In related news, five hospitals run by the Central Bohemian Region filed a joint lawsuit against the Czech Health Ministry on Monday over the ministry’s refusal to allow their transformation into a non-for-profit holding. The region’s governor, David Rath, told reporters the hospitals have applied twice for permission to transform, but were rejected each time on the grounds of procedural faults. Mr Rath criticized the ministry for having failed to address the applications, and said the lawsuit should force the ministry to act. Meanwhile, the Czech Health Ministry rejected the criticism on Monday, saying the applications lacked the necessary paperwork.
The state of the Czech public finances is the factor in determining any possible date for the adoption of the euro, Governor of the Czech National Bank Oldřich Tůma said on Monday. Speaking at a conference on euro adoption in Prague, Mt Tůma also suggested 2015 as the earliest possible date the Czech Republic could adopt the common European currency. According to the Finance Ministry, the Czech Republic failed to fulfil two out of four criteria for euro adoption laid down in the Maastricht treaty; it exceeded the 3 percent limit of the state budget deficit, and it also failed to join the European exchange rate mechanism ERM II.
Human Rights and Minorities Minister Michael Kocáb stepped down on
Monday, a week after the Greens, who nominated him for the post, withdrew
support for the caretaker government. Mr Kocáb said he did not step down
immediately to make sure his resignation would not trigger a government
crisis. The Green Party withdrew its support for the cabinet after
Environment Minister Jan Dusík, stepped down last week over pressure
concerning controversial plans to modernize a major Czech coal power
Mr Kocáb, who announced his resignation on Friday, served as human rights and minorities minister since January 2009. His major efforts focused on improving the situation of Romanies as well as on equal opportunities for gays and other minorities. Prime Minister Jan Fischer said he would talk to the two strongest parties about the future of the post; he might also take over Mr Kocáb’s agenda himself until May’s general elections.
The chairman of the Green Party, Ondřej Liška, says his party will only return to the government if the Prime Minister requests that the state energy company submit a cleaner proposal for modernising the Prunéřov coal plant and amends the mining act.

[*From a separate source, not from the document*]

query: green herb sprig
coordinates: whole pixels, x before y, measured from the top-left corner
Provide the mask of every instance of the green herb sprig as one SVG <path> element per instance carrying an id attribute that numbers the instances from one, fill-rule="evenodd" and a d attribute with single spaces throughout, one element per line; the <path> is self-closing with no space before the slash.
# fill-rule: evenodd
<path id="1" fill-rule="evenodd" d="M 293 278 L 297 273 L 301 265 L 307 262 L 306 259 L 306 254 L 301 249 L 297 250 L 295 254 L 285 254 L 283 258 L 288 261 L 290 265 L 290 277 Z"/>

Mr Liška said Sunday that Green participation in the interim cabinet is only possible if the government is not “arm in arm with ČEZ”, and he added that he does not believe that Prime Minister Fischer is willing to meet his party’s conditions. The Green Party’s two nominees to the cabinet have resigned in the last two weeks. Environment minister Jan Dusík left his post because he said he was being pressured by the PM to approve the Prunéřov plant’s modernisation in spite of shortcomings in the plan. When Mr Dusík was replaced with a candidate they deemed unsuitable, the Greens then withdrew their other cabinet representative, Human Rights Minister Michael Kocáb. That post will now apparently be filled by Prime Minister Fischer himself. The Civic Democratic Party has also said that they will withdraw their ministers from the government if they or the Greens are not given the available cabinet seats.